White-nose can be spread by bats themselves, or by humans who enter an infected cave or mine, become exposed to the fungus, do not follow proper decontamination protocols for their gear, and then enter another bat dwelling where they inadvertently spread fungal spores. Recognizing the spread from the North East, Jo Reyer, former Forest Supervisor of the WNF, issued a closure order of all underground mines, historic iron furnaces and tunnels within the Forest to help slow the spread of the disease and to protect bats during winter.

While it is not known yet exactly how White-nose kills infected bats, it believed to be dehydration or a burn-out of limited fat supplies during winter months, Katrina Schultes, wildlife biologist with the WNF, said.

“The theory is the fungus disrupts their hibernation physiology,” Schultes said. “They often try to exit [the hibernaculum] during the winter months because the fungus causes them to wake up and they realize they aren’t in a healthy environment.”

And going out into the frigid temperatures with limited fat supplies, and no food for them to replenish that supply, is believed to be a significant contributing factor to their death, Schultes said. But both she and Boyer agree, in the end there are still too many mysteries surrounding White-nose.

Schultes said everyone is doing everything they can to understand White-nose and ways to prevent its spread. She said there are massive monitoring efforts in effect and they are using the best available science to create forest management plans to best benefit the animals within.

The fast-spreading nature of the fungus, and its being responsible for a sharp decline in bat populations, is especially worrisome to the agricultural industry. A new release sent out by The Ohio State University Extension shortly after the first documented case in Ohio highlighted the financial burden farmers would face from reduced bat population.
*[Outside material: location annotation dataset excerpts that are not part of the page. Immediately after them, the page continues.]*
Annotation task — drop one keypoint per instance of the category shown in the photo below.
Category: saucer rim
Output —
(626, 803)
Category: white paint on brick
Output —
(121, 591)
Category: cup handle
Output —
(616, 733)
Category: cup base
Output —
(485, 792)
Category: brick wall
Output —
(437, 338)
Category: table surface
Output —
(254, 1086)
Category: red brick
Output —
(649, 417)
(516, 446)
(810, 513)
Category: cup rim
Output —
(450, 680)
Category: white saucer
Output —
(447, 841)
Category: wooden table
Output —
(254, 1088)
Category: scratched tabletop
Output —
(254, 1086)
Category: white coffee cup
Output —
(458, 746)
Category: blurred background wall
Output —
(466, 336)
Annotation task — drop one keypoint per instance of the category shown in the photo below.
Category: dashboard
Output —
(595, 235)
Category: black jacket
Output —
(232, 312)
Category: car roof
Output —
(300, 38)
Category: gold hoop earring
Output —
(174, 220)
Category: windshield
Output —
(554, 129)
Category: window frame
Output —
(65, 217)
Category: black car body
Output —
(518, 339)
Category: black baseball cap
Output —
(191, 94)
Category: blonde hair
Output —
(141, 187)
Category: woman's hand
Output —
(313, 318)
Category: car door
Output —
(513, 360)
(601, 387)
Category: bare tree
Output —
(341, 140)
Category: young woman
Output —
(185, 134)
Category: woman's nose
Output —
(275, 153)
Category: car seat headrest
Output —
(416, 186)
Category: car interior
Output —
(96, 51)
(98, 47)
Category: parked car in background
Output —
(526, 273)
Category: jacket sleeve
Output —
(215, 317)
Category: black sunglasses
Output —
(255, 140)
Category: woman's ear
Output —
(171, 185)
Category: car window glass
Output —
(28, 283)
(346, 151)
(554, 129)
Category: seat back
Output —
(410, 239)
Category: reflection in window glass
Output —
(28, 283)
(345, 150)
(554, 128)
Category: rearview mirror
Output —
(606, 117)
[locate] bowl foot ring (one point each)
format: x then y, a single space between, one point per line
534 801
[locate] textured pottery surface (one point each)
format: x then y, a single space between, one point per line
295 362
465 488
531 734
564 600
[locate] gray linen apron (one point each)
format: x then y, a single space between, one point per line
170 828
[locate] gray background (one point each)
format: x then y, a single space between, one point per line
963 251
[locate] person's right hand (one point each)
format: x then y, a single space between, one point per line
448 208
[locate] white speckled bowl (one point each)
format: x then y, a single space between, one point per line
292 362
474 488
The release stated farmers could suffer more than $740 million a year in agricultural loses.

According to the United States Geological Survey, National Wildlife Health Center, White-nose syndrome has killed bats in 22 states and five Canadian provinces. While documented effects are still mainly concentrated in north eastern states and West Virginia, latest confirmed occurrences of White-nose are as far west as Missouri and south as northern Georgia.